High Court strikes out innovative attempt to bring securities litigation class action

Lorraine Lanceley and Elaina Bailes of Stewarts look at a recent judgment of the Commercial Court with implications for financial litigators representing claimants and defendants 

Representative actions in securities litigation will remain a hot topic despite High Court ruling Shutterstock

The High Court has handed down the first ever judgment on whether a representative action under the Civil Procedure Rules (CPR) 19.8 can be used in UK securities claims, ruling that the claimant’s representative actions be struck-out. Instead, the court said any claims should be pursued as ordinary proceedings with the investors acting as multi-party claimants.

Historically, claims under sections 90 and 90A and schedule 10A of the Financial Services Market Act 2000 (FSMA) have been brought by shareholders as multi-party claims: each claimant issues its own claim against the defendant PLC (and sometimes its directors).

In the absence of a class action regime in England and Wales, there is no obvious alternative procedure to bring such claims.

Due to the logistical and economic efficiencies of running claims in tandem, these group actions have attracted investment from litigation funders. The courts have therefore applied various case management tools using existing rules in the English CPR to allow claims against the same defendant to be managed together.

Parties often also seek a ‘split trial’, where common issues such as liability and claimant standing are determined at a first trial and damages are parked until a second trial.

Claimants in securities actions had not previously attempted to use the procedure under CPR 19.8, which allows ‘representative actions’ to be brought by one claimant as a representative of other parties with the same interest in the claim. Precedent suggested that CPR 19.8 could not be used if the remedy claimed included damages, which would need to be determined separately for each claimant as personal relief.

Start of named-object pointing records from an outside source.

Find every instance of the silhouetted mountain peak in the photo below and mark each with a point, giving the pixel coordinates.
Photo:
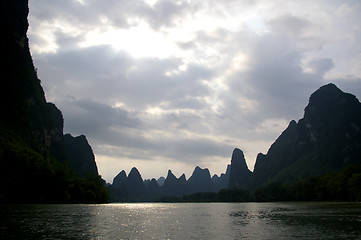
(239, 172)
(119, 179)
(326, 139)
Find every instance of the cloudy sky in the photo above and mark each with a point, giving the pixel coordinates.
(174, 84)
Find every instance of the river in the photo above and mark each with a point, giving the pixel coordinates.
(182, 221)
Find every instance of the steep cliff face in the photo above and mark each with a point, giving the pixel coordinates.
(326, 139)
(23, 105)
(32, 150)
(80, 155)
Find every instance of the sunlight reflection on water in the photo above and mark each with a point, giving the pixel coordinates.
(182, 221)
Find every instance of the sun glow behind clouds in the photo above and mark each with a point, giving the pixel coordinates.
(139, 41)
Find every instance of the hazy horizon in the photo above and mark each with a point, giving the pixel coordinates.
(161, 85)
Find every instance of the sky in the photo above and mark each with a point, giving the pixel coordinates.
(161, 84)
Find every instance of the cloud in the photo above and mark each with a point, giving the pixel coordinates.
(183, 83)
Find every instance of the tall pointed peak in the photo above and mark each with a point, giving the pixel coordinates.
(170, 174)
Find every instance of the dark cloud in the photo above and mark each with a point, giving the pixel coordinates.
(236, 81)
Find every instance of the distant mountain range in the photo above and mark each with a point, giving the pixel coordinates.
(42, 165)
(326, 139)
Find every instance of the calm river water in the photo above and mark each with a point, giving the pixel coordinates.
(182, 221)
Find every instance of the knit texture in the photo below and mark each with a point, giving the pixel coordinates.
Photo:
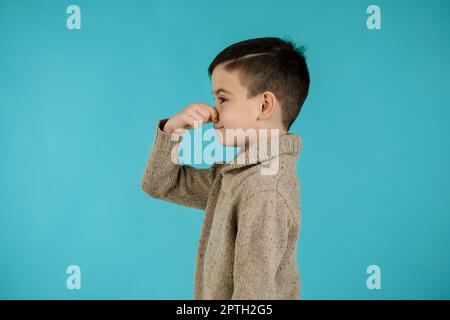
(248, 243)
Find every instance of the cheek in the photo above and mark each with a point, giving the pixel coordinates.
(236, 116)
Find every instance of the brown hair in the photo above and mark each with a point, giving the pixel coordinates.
(271, 64)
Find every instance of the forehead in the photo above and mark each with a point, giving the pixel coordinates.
(223, 79)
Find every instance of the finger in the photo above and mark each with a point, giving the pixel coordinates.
(204, 114)
(194, 122)
(195, 115)
(214, 114)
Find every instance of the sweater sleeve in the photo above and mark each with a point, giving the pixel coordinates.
(262, 236)
(166, 180)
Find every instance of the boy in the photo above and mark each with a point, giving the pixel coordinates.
(248, 243)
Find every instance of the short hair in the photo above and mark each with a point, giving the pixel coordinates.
(271, 64)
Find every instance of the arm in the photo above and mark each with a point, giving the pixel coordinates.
(180, 184)
(263, 230)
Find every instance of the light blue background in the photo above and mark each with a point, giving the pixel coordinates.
(77, 120)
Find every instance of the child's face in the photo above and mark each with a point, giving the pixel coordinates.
(234, 109)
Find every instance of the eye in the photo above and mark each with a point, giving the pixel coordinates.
(222, 99)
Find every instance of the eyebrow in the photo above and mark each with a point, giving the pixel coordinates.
(222, 90)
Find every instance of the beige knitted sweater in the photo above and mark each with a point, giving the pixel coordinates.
(248, 243)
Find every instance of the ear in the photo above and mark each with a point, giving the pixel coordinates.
(268, 105)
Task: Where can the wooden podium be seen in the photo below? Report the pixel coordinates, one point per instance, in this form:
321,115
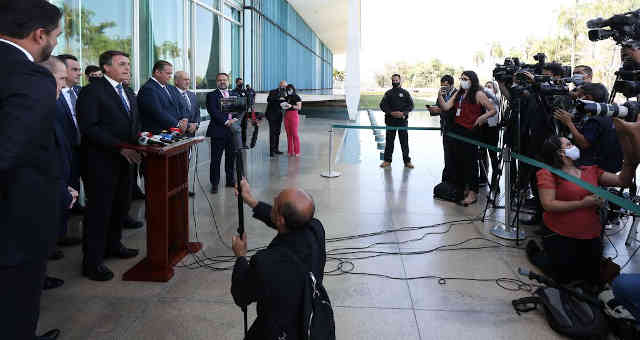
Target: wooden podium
166,173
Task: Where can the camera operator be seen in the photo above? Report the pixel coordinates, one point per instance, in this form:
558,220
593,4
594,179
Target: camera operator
273,278
596,137
446,122
470,103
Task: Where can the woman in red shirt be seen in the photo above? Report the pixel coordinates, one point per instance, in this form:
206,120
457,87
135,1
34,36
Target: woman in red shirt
473,109
574,249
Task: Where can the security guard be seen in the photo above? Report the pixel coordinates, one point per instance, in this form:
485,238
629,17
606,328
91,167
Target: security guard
396,104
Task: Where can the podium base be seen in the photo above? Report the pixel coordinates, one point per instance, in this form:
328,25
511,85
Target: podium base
145,271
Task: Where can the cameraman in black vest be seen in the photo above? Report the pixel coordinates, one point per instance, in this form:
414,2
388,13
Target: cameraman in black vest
446,122
396,104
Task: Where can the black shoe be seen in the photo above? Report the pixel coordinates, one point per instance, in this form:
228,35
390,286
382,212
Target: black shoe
50,335
56,255
78,209
98,273
69,241
533,220
123,252
51,283
130,223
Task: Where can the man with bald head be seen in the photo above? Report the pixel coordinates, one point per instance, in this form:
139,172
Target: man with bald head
273,278
274,116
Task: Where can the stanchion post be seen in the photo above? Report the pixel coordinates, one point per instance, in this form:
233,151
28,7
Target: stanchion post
506,231
330,173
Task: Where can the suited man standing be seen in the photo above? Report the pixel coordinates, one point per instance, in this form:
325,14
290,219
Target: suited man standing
189,100
224,131
108,117
274,116
28,165
159,102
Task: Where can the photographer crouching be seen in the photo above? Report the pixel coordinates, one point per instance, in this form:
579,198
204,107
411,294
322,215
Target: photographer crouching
273,277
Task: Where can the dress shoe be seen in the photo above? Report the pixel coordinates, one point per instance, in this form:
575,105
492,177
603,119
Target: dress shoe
98,273
69,241
532,220
130,223
50,335
56,255
51,283
78,209
122,252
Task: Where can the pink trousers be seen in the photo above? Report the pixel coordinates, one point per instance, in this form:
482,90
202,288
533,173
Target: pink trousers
291,121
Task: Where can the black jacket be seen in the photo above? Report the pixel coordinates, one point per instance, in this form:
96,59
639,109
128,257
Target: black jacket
396,99
275,281
274,111
29,196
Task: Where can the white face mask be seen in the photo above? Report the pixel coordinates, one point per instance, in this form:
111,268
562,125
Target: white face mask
572,153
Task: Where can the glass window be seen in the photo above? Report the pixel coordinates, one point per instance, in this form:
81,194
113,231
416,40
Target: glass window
161,35
207,62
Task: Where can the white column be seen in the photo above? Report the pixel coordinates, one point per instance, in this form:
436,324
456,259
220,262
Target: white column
352,81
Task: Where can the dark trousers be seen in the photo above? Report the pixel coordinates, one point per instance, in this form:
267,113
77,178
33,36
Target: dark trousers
22,287
447,146
465,166
110,201
218,147
275,126
244,125
490,135
403,135
568,259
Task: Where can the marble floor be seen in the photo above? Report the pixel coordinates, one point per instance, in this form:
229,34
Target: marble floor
196,303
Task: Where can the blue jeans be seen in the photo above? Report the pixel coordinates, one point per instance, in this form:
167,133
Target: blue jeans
626,289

However, following the Supreme Court decision in Lloyd v Google in 2021, it has been accepted that the procedure could be used where damages are claimed as the remedy. Claimants have seized on the potential to use the 19.8 representative action procedure in a securities context.

Wirral Council, acting as administering authority of Merseyside Pension Fund, brought proceedings against Indivior and Reckitt Benckiser Group, both PLC’s, pursuant to sections 90 and 90A and schedule 10A of FSMA. Wirral Council acted as representative of classes of claimants who acquired, continued to hold or disposed of securities in the defendants during the relevant period. Parallel multi-party group actions were also initiated in the usual way.  

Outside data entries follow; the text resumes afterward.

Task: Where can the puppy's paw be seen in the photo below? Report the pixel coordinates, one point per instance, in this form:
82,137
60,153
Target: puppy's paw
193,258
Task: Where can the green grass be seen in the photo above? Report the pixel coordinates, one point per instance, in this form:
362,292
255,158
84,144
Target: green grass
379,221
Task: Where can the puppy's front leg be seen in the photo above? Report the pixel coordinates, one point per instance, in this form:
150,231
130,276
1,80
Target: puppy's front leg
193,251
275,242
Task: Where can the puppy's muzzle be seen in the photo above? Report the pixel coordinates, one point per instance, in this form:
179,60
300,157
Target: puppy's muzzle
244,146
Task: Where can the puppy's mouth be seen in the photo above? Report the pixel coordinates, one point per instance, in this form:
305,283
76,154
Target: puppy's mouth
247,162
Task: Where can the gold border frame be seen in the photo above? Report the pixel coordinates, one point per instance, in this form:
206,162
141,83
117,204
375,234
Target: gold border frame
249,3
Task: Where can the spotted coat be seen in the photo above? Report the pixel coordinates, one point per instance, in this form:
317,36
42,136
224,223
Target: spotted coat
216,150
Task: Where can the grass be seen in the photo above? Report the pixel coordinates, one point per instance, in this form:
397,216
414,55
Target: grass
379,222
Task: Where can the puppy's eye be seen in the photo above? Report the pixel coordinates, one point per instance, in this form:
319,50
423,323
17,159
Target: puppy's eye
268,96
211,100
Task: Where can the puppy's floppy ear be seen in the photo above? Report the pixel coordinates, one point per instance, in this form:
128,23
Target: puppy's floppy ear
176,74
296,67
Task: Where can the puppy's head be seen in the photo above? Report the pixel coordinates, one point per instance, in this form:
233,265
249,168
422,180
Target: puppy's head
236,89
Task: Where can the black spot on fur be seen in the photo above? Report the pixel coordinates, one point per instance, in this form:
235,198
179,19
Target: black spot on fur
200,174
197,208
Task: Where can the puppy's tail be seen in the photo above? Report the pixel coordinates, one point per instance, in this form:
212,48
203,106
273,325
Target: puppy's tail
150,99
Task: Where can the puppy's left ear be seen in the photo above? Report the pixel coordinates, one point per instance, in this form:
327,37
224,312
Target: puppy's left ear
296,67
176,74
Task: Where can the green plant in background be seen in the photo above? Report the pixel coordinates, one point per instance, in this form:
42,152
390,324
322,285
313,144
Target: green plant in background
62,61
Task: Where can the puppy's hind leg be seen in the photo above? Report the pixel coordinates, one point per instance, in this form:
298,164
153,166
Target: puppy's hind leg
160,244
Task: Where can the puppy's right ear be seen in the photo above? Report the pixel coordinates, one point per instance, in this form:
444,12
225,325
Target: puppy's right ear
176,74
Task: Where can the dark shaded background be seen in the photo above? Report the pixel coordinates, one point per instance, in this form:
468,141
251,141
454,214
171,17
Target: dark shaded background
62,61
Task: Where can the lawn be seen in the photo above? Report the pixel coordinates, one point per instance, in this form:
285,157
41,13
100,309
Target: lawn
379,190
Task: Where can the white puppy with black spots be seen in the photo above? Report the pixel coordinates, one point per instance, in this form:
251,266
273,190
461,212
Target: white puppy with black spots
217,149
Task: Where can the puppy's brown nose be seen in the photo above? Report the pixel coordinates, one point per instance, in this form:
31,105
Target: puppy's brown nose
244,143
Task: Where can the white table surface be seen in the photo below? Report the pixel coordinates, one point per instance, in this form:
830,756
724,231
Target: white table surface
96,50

Wirral Council argued there were material advantages to bringing a representative action for claimants, including to enable claimants to avoid the front-loading of costs on ‘claimant specific’ issues. The representative would seek declaratory relief on ‘common issues’ only (i.e. those issues relating to the defendants) at the first trial – essentially shifting the burden to the defendants – and the ‘claimant specific’ issues would be dealt with at the ‘follow-on’ stage.  

Indivior and Reckitt had asked the court to exercise its discretion to strike-out the representative proceedings, arguing they were not the appropriate procedure and the claims ought properly to be brought by way of ordinary multi-party proceedings.  

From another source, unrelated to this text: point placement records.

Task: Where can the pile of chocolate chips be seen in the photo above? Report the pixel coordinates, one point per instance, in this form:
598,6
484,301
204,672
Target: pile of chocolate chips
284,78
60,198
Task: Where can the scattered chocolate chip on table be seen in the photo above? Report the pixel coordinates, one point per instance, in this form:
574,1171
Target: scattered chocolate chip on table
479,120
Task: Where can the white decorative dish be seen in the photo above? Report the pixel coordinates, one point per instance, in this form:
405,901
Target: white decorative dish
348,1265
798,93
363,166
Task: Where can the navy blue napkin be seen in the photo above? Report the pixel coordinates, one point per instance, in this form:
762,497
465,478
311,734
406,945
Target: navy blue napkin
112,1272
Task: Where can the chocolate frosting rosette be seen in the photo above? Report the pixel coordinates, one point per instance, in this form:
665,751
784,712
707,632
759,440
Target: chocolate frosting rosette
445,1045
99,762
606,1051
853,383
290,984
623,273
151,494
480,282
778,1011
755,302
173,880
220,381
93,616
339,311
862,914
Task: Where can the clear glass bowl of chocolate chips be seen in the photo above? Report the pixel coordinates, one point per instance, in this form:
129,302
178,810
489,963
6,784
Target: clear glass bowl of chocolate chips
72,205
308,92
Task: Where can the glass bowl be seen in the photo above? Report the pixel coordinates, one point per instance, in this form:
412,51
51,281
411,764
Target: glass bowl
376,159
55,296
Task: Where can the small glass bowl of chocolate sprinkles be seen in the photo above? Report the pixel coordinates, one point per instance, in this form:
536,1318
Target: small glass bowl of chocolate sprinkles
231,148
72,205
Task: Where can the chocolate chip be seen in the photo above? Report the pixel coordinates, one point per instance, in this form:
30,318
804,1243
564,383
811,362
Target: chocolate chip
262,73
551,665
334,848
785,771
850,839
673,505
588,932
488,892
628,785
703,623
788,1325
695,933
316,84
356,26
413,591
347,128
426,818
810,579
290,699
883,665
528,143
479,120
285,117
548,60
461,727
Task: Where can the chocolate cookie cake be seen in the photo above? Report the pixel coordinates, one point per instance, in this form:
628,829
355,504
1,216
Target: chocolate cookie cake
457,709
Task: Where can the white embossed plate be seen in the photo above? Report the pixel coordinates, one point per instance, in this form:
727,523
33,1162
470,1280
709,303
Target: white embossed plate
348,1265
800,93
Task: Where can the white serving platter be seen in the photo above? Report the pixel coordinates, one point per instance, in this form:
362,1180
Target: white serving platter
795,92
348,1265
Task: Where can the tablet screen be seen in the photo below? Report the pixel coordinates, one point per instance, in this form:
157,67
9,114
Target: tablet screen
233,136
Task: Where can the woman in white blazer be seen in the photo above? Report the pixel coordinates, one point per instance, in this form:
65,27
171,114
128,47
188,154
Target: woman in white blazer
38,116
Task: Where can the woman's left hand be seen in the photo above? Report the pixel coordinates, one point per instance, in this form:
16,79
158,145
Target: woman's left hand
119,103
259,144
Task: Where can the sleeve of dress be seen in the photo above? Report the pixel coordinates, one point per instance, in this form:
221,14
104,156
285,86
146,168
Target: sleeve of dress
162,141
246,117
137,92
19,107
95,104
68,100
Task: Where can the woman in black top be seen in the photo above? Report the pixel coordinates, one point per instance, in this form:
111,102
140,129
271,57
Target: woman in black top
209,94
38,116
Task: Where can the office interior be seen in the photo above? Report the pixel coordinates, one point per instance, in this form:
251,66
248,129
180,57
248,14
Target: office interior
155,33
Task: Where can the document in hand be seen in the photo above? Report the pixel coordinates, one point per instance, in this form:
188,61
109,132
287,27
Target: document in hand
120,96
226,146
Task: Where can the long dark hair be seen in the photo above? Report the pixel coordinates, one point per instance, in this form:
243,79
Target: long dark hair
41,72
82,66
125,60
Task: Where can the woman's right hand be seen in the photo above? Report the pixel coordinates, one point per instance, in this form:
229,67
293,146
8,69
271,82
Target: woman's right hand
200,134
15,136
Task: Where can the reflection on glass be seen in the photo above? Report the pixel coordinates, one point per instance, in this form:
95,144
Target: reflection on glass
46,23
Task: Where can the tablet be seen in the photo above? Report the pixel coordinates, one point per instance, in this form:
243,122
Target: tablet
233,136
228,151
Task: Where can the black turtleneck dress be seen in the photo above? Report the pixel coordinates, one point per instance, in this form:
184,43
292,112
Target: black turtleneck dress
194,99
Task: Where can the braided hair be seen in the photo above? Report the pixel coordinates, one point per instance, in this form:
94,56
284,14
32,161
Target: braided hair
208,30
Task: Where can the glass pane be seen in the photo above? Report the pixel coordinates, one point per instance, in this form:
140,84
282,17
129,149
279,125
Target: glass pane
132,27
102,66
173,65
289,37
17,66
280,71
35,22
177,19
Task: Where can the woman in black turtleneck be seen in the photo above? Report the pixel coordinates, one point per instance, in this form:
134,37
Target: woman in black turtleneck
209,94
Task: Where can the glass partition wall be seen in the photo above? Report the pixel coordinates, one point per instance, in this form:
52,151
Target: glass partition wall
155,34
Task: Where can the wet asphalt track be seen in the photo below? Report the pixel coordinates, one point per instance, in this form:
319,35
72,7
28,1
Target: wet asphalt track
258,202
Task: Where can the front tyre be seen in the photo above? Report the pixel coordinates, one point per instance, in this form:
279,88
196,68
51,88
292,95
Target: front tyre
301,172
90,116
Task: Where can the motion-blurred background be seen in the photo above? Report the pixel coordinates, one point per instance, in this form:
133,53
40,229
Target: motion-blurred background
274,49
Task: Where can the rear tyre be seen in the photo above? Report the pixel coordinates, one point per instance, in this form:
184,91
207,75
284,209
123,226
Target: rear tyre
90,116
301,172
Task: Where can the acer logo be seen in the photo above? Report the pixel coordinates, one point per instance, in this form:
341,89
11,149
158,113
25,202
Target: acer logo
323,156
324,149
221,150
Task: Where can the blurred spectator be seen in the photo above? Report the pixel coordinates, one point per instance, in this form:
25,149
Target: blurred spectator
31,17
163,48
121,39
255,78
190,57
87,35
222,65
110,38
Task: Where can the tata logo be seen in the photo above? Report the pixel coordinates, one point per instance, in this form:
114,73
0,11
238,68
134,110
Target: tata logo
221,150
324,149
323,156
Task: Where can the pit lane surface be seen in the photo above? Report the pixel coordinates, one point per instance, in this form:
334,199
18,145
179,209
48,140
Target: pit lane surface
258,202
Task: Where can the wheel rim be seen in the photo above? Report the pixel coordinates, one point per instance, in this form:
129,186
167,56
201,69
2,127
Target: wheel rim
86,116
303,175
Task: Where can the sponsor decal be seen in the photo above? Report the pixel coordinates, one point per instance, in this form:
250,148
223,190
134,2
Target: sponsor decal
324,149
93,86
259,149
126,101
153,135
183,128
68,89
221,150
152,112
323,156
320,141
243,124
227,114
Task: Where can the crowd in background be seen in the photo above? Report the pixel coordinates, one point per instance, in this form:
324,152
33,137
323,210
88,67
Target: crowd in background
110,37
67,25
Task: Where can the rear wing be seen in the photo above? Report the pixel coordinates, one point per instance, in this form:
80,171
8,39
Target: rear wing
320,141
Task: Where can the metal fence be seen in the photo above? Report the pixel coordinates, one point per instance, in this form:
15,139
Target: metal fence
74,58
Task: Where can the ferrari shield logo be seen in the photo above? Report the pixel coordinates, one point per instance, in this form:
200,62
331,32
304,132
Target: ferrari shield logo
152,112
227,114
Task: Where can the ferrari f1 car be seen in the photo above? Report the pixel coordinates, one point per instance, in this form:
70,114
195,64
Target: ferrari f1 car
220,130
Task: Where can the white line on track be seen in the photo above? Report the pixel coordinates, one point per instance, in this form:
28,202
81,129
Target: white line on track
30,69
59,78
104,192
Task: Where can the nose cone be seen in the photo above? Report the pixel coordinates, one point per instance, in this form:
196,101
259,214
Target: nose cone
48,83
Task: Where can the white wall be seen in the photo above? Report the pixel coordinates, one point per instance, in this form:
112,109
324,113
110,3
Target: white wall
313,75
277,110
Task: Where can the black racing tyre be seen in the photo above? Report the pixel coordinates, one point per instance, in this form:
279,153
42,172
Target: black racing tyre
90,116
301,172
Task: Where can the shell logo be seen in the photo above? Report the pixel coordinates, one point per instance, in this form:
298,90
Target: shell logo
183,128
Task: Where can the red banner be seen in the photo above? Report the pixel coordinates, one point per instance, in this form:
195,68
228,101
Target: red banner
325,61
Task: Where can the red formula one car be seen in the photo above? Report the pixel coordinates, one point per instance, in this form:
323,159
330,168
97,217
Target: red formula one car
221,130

The court struck-out Wirral Council’s claims, primarily out of concern that they would allow the claimants to control case management of liability issues with little input from the defendants and the court. The judge stressed the court’s primary function is to use its case management powers to manage cases justly and proportionately, and that the claimants’ proposals could strip the court of this power.

The judgment will receive keen interest from all involved in securities actions including litigation funders. The judge was at pains to emphasise the case decision rested on its facts, not the future of representative actions in the securities sphere more generally, and that he took into account other factors such as the existence of a parallel group claim.

The judge’s indication that the claims should proceed by way of multi-party proceedings, managed in the normal way, is a clear message that this how the English court expects securities claims to be pursued, at least for now. There are a number of live cases proceeding in the English courts and it seems likely that a body of case management custom will evolve to the needs of each set of proceedings.

Wirral Council may appeal the decision and there are other CPR 19.8 claims awaiting the hearing of strike-out applications, so this is unlikely to be the last word on representative actions in securities litigation in England and Wales.

Lorraine Lanceley and Elaina Bailes are partners at Stewarts specialising in commercial and securities litigation.